How much of what you do is for yourself, and how much is for others?
Social pressure is a powerful force.

I for one, am susceptible, weak to the suggestion to the crowd. And although I have dispensed great effort in building up my mental insulation, my defenses are porous.
Maybe this entire enterprise is the errand of a fool, deluding itself about the need to belong deeply engrained into our physique by millions of years of evolution. Regardless, I am such a fool.
But, I am such a fool not blinded by my weakness: I know how perniciously desires that are not my own creep in from the outside. I feel the pull in joining the flock of enthusiastic cheers marching towards what they see as the next frontier.
How beaming and passionate they appear. How delightful their company must be. How brightly they shine for all to see. How much I would like to join them.

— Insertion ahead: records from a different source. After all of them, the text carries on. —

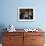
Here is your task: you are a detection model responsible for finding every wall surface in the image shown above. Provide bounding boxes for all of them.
[0,0,46,31]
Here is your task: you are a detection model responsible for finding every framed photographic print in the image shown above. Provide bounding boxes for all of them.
[18,7,35,21]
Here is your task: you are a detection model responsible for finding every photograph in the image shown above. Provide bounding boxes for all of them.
[18,8,35,21]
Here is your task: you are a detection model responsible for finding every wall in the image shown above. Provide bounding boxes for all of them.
[0,0,46,29]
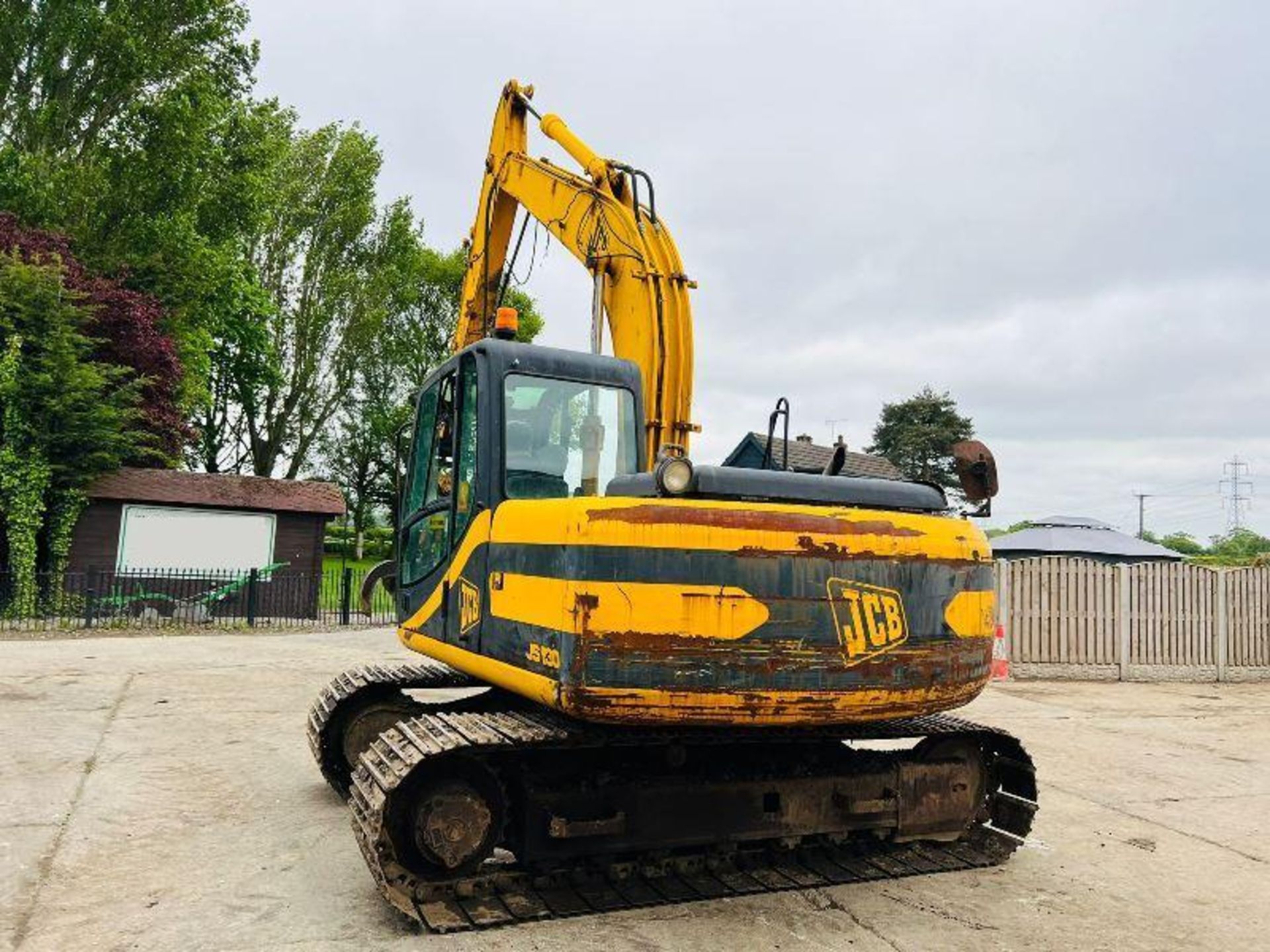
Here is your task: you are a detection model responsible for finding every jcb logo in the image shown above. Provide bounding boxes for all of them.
[458,579,480,635]
[827,579,908,665]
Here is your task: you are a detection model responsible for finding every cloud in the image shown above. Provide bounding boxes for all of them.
[253,0,1270,536]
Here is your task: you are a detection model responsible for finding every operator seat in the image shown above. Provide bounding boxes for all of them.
[507,420,569,499]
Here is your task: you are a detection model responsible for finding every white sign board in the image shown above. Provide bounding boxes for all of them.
[117,505,277,573]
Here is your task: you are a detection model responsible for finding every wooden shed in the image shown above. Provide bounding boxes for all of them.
[69,468,344,617]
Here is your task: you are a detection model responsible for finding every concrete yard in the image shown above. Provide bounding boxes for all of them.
[0,631,1270,952]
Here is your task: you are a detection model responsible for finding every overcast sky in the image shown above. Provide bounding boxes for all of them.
[251,0,1270,537]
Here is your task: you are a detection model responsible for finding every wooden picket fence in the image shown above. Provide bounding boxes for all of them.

Yet, before I could blend myself among their ranks, I crossed paths with a familiar presence: my own porous mental barrier. It reminded me of my resolution, and urged me to firmly grasp my resolve. But as a shadow chased away by the brightness, my resolve was nowhere to be found.
As I awoke from my daze I was unable to parse my own desire from the traction of the crowd. How much this desire is my own, and how much is the sweet songs of sirens?
Unable to parse this mystery, I settled that I would not walk alongside the crowd so long as it is cheering, and only join when it starts to cry.